Similarly, Sue Cherrington and colleagues, in the third article in this issue, describe a university-wide initiative that includes staff, and even students, from many different disciplines and roles around the university: academic developers, academic staff, learning advisors, and library and information technology services (ITS) staff. Participants meet regularly in a Professional Learning Community to discuss the learning and teaching environment, and how developing teaching can improve student learning. Holistic academic development that encompasses the whole institution is about including staff who are not academics, and students too, in teaching development.
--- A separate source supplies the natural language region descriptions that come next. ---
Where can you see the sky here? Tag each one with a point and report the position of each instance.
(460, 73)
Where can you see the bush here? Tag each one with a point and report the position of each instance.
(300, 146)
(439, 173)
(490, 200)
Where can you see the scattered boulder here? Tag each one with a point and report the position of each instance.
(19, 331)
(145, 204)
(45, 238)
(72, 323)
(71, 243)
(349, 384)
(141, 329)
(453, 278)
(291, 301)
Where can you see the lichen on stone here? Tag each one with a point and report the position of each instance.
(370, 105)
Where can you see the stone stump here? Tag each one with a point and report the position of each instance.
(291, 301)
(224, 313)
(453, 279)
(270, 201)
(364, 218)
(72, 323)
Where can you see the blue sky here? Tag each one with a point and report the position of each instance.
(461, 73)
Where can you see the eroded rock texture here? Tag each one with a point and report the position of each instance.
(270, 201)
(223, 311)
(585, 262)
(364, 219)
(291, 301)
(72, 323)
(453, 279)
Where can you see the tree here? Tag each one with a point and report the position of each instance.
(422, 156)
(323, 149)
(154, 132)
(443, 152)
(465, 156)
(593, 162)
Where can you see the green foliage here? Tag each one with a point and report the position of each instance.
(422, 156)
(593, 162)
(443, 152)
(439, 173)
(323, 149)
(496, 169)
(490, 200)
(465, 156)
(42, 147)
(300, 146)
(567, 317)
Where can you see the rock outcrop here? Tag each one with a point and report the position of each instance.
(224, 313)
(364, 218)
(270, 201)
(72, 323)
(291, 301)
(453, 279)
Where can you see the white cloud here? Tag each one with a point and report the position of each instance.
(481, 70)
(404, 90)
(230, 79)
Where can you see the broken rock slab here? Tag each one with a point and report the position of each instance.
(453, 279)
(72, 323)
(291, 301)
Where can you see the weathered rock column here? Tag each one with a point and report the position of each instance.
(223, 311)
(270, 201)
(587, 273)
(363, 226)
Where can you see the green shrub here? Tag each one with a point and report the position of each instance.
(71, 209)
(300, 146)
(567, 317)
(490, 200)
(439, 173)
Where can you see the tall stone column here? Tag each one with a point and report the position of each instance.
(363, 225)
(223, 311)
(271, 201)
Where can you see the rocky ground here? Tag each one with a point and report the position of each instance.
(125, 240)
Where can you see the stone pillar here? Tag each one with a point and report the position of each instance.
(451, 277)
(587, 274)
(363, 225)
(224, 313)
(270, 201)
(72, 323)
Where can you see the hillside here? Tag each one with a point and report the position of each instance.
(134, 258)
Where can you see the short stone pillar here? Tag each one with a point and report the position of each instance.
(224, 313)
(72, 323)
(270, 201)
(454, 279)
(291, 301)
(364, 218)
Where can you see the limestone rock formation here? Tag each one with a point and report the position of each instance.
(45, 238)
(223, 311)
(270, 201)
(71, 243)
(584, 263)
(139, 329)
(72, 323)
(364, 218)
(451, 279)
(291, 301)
As one of the participants in the Professional Learning Community notes, ‘There are many people on campus running similar courses or activities, but without a forum to get together and share our experiences, we work in silos’ (p. 305). Such silos are bemoaned by Heffernan, too, who shows that many sessional academics feel neglected by their universities and are expected to be self-sufficient in terms of their own development. Holistic academic development would ensure support for all staff involved in academic work, regardless of their employment status (sessionals and professional staff who teach or support teaching, as well as permanent academics).

Like Heffernan’s sessional academics, who feel pulled between their teaching and research responsibilities and development needs, both the Stensaker and Cherrington, et al., articles also acknowledge the challenges academics face in balancing their teaching and research roles. They identify issues of finding time to prioritise teaching development when faced with more rewards for their research outputs, for example. This is why, as the next suite of articles demonstrate, it is crucial that academic developers think about the whole person and all the issues bearing on their decisions and abilities to take part in academic development.

The whole person

Holistic academic development recognises that tensions permeate the academic development project, and affect individual academics. Some of these tensions relate, as mentioned above, to the pull between teaching and research identities and expectations, and to disciplinary affiliations and commitments. In the sixth article in this issue, Ian Kinchin and his colleagues suggest that a focus on helping academics develop their teaching identities may unwittingly contribute to the perceived and troublesome split between teaching and research. If we ignore disciplinary identities, we do not see the whole person.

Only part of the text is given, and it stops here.